Situation: A company can have many servers: weaker and more powerful, older and newer, already loaded with work and practically free. For example:
- There are servers in your server park that often fail, for example, due to old age.
- Even if everything is in order with the servers, they still sometimes fail. Because of this, there is a risk of losing a critical request, for example, about a significant transaction.
- You have a development department with testers. For testing, they use server capacity, which they request blindly. As a result, individual servers during testing periods are overloaded.
What happens without queues: Requests go to any accessible server, regardless of its workload and ability to complete the task. In the case of an uneven distribution of submissions, some servers may be idle, and some may work on their last legs and solve problems much more slowly than allowed.
Or some server may crash or go into reboot. If a request goes to it simultaneously, it will be lost.
How Queues Can Help
Requests can not be sent directly to servers but put in a queue. And the server, when it is freed from the previous task, will itself “come” to the line and pick up a new request from there. As a result, the weaker server will access the queue less often and work at a comfortable pace. And more powerful – faster to cope with tasks and take on new requests more often.
A disconnected or broken server will not receive the task at all – it simply will not be able to access the queue until it starts working again. As a result, not a single request will be lost.
Handling Important But Not Urgent Tasks In The Background
Situation: There can be many additional tasks in the operation of an IT system:
- Sending email, processing images
- Generating reports
- Converting files to other formats
All these tasks do not require instant execution, and the user is willing to wait if they notify him that the request has been accepted and everything is in order.
For example:
- You have a website that you regularly update: upload new products, adjust prices, collect and publish reviews from users. All these tasks are not urgent, but sometimes there are a lot of them. At the same time, the site must continue to accept orders, usually when they are completed.
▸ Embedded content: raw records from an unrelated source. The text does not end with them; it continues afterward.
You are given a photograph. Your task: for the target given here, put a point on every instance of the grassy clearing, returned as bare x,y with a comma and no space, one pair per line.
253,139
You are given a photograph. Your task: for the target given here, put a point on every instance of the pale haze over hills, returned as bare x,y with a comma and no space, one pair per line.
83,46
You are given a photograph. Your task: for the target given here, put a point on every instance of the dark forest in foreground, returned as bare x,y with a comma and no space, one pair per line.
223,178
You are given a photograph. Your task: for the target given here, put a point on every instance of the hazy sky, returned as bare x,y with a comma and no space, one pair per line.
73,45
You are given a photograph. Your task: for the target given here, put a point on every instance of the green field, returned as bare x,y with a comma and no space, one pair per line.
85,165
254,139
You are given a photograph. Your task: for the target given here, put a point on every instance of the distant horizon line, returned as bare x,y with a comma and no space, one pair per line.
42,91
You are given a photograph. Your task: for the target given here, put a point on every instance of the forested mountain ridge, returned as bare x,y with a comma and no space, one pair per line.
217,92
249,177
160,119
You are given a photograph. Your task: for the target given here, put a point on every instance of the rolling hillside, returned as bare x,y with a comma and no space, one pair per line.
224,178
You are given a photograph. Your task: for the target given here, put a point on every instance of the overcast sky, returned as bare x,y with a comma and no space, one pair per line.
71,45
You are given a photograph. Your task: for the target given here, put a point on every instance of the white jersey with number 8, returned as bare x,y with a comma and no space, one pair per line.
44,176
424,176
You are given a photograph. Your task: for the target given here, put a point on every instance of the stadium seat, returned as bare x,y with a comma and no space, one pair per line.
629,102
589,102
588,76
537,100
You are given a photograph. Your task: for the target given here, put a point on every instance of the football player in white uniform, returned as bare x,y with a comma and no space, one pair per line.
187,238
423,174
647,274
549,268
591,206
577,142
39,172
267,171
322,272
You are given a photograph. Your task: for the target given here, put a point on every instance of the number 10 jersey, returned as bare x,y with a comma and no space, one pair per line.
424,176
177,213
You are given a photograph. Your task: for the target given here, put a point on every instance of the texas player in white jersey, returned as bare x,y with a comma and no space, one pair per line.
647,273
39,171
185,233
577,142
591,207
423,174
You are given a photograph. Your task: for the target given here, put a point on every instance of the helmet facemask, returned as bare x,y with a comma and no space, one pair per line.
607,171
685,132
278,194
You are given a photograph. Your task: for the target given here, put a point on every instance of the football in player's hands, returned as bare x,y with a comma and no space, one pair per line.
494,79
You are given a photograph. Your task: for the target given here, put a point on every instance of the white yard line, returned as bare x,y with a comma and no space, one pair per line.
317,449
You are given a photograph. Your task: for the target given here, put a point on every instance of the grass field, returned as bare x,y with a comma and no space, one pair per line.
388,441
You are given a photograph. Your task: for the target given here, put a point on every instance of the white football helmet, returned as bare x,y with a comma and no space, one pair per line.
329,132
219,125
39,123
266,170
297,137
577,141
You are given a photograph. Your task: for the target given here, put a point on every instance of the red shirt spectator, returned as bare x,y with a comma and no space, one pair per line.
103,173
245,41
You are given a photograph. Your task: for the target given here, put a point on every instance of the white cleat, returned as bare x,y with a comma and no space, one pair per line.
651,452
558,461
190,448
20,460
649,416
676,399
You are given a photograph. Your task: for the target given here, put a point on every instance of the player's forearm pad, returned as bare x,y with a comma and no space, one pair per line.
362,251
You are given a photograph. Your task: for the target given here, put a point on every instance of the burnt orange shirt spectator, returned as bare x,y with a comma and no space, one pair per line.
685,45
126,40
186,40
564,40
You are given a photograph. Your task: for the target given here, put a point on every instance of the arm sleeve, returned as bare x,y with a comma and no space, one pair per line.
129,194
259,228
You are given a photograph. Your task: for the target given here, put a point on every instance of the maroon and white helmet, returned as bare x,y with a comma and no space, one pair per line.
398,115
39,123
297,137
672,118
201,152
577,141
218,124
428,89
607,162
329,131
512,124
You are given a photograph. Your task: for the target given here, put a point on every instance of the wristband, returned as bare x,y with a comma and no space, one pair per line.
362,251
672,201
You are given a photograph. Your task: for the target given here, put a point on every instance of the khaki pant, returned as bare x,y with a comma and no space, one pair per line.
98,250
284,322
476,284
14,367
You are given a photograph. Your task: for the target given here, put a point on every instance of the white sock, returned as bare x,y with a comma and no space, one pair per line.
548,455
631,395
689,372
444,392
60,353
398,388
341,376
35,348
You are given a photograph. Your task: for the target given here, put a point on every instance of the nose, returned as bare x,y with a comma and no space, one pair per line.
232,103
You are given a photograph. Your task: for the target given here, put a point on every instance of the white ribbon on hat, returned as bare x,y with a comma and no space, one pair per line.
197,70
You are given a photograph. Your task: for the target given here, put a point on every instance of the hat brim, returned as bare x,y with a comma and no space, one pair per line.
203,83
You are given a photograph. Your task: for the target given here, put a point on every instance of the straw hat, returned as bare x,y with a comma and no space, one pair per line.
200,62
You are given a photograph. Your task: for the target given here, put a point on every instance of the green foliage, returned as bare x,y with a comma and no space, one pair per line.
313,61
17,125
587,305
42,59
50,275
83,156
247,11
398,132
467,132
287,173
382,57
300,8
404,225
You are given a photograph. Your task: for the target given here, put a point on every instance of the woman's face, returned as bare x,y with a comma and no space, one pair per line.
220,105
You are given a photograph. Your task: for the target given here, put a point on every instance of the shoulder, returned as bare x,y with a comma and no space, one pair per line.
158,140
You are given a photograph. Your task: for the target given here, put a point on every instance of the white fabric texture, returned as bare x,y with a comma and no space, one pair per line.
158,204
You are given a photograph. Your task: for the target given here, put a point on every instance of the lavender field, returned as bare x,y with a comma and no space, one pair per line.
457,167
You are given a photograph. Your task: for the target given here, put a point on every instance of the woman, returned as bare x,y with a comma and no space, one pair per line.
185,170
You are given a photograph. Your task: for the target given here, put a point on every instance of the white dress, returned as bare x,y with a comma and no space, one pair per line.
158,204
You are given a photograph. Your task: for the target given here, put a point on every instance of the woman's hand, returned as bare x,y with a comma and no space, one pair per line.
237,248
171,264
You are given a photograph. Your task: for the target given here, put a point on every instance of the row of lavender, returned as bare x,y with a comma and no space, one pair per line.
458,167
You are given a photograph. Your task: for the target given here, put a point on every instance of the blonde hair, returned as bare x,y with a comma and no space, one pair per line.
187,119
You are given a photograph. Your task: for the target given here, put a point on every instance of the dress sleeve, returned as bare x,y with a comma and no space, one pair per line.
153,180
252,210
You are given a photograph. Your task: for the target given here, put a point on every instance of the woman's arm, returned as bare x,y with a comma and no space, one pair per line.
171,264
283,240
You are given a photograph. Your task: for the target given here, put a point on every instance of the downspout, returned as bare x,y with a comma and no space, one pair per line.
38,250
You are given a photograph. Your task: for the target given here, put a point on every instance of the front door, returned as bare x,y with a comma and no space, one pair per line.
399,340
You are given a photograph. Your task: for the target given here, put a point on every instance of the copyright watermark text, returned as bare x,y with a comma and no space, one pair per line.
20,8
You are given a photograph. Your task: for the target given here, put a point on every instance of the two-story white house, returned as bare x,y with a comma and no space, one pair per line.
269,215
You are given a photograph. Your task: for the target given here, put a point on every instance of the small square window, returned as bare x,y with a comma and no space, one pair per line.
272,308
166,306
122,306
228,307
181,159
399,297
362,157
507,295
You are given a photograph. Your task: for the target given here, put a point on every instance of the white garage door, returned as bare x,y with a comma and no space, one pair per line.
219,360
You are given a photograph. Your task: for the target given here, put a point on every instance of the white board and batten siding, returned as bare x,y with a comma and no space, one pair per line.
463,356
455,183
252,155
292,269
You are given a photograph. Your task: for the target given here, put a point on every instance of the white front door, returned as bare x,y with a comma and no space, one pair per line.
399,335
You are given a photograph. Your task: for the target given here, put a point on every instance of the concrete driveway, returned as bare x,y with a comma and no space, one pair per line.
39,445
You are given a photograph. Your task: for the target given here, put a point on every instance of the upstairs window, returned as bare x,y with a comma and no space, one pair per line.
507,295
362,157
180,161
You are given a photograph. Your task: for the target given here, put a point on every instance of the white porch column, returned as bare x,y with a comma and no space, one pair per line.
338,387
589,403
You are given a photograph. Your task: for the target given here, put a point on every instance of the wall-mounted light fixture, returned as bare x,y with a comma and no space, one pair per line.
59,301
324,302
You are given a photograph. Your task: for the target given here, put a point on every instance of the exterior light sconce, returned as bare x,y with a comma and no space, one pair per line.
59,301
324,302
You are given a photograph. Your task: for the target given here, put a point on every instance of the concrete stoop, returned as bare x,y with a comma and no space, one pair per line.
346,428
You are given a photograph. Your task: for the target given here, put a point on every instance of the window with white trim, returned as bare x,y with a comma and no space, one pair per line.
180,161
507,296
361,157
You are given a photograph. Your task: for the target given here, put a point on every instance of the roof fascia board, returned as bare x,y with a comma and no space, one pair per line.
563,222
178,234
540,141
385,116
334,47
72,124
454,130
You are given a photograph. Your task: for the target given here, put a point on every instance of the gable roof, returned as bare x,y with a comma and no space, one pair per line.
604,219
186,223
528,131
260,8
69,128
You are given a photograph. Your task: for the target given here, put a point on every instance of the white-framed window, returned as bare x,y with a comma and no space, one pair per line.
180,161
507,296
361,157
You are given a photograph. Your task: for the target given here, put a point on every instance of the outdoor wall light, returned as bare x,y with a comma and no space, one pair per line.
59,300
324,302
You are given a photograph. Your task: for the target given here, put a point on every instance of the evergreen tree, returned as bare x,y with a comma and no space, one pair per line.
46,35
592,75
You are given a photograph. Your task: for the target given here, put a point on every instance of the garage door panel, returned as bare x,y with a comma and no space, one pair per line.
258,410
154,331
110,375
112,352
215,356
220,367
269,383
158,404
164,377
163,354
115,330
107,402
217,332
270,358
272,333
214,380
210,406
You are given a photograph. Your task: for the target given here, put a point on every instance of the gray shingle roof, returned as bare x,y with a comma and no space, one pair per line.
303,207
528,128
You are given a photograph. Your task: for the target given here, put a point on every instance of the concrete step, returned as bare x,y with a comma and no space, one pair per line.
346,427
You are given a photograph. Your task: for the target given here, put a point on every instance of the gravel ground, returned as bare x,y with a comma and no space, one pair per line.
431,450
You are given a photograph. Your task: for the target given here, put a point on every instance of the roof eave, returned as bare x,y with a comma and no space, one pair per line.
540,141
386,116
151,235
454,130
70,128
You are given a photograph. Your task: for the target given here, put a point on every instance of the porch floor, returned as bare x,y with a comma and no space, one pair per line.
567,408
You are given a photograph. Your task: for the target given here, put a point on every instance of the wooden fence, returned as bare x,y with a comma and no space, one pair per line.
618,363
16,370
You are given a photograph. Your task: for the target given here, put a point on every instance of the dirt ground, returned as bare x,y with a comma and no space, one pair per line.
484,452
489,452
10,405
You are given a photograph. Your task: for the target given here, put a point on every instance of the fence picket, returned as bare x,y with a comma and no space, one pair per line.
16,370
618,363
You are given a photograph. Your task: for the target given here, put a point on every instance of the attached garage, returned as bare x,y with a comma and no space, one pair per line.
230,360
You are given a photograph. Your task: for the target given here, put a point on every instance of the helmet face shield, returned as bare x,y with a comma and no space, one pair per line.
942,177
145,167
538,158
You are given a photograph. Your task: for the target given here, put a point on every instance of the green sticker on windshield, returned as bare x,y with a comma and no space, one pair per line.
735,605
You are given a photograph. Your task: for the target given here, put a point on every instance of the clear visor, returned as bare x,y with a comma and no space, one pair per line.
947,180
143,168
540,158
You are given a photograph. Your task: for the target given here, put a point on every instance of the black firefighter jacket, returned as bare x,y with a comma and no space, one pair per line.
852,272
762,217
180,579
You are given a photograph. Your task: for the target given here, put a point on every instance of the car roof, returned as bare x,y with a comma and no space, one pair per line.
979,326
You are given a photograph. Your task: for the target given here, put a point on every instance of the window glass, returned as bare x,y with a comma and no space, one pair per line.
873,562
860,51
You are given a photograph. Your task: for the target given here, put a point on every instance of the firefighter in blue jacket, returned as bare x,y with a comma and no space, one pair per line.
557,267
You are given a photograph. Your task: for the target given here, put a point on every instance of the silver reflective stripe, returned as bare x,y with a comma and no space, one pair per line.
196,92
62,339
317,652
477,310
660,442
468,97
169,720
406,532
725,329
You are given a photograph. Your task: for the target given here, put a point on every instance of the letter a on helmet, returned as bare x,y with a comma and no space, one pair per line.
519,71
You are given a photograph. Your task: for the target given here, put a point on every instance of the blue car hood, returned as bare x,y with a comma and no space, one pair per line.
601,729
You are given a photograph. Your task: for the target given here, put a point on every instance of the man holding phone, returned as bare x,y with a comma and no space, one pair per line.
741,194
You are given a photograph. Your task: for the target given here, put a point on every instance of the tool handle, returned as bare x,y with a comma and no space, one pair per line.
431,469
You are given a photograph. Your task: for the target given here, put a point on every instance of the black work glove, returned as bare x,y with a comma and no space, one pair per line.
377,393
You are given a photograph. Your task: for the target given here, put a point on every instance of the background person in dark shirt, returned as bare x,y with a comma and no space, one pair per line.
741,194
- On Friday during the day, employees send requests to generate reports. There are a lot of applications, but words will be needed only by Monday – you can not do them urgently.
What happens without queues: Non-urgent tasks go to execution on the server immediately. And as a result, they can interfere with doing something meaningful and urgent, for example, to work out a client’s request.
How queues can help: All background requests do not go to the server immediately but are queued. When the server is released from the load, he takes what he can do from the queue.